A new investigation has accused employees at crypto trading platform Axiom of using private user data to make insider trades. Blockchain investigator ZachXBT published the report on February 26, 2026, claiming staff accessed internal tools to track user wallets and trade ahead of them.
According to the report, one of the main figures was Broox Bauer, a business development employee based in New York. The investigation claims he had access to dashboards that allowed him to search users by wallet address, referral code, or account ID. Leaked screenshots and recordings allegedly showed him discussing how he tracked wallets while trying to avoid detection.
The report said employees compiled lists of private wallets belonging to large traders and influencers. Some of the wallets reportedly matched data shared privately by those traders. Investigators believe this information could give employees an advantage by showing them which tokens major traders were buying or selling.
On-chain data also showed links between wallets connected to Bauer and heavy memecoin trading activity. Funds moved through multiple crypto exchanges, although the investigator said internal company records would be needed to fully confirm insider trading.
The investigation also triggered unusual betting activity on Polymarket, a crypto prediction platform. Traders placed large bets predicting Axiom would be exposed. Two wallets reportedly turned around $60,000 into about $109,000 shortly after the report went public.

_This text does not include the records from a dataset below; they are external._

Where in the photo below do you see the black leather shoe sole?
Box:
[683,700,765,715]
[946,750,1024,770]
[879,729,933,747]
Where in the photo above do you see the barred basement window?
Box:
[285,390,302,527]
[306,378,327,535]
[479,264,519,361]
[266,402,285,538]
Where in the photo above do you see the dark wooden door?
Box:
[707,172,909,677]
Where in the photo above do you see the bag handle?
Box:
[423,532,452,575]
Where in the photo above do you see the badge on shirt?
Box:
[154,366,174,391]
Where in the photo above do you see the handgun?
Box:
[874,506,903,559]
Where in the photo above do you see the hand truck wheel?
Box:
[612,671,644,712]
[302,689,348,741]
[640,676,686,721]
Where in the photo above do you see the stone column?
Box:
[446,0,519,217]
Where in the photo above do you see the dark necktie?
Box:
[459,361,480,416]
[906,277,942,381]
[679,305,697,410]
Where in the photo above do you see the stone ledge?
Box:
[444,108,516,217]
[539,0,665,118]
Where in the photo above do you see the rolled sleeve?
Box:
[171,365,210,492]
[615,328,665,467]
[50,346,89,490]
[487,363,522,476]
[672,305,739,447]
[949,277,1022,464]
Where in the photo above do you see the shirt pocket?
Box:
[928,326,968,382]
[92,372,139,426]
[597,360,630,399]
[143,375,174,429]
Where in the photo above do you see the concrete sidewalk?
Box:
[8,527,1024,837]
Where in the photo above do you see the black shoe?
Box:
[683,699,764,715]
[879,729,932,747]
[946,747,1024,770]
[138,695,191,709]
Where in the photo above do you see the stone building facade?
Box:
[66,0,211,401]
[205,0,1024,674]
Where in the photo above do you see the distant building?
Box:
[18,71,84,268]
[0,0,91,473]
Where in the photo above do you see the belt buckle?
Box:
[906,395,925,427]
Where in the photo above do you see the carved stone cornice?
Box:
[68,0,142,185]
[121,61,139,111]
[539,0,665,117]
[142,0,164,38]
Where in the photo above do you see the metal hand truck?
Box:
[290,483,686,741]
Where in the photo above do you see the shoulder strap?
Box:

Another bettor known as “predictorxyz” reportedly earned more than $411,000 after placing a bet when the odds were low. Analysts said the timing raised questions about whether some bettors had early access to non-public information.
Axiom responded to the allegations by saying it was “shocked and disappointed.” The company said it removed access to the tools involved and launched an internal investigation. It also promised to review its security systems and employee permissions.
The platform, founded in 2024, has grown quickly and reportedly generated hundreds of millions in revenue. The investigation has raised concerns about how crypto companies protect user data and prevent insider abuse.
It remains unclear whether authorities will take legal action. However, the case has already sparked debate about transparency, security, and trust in the fast-growing crypto industry.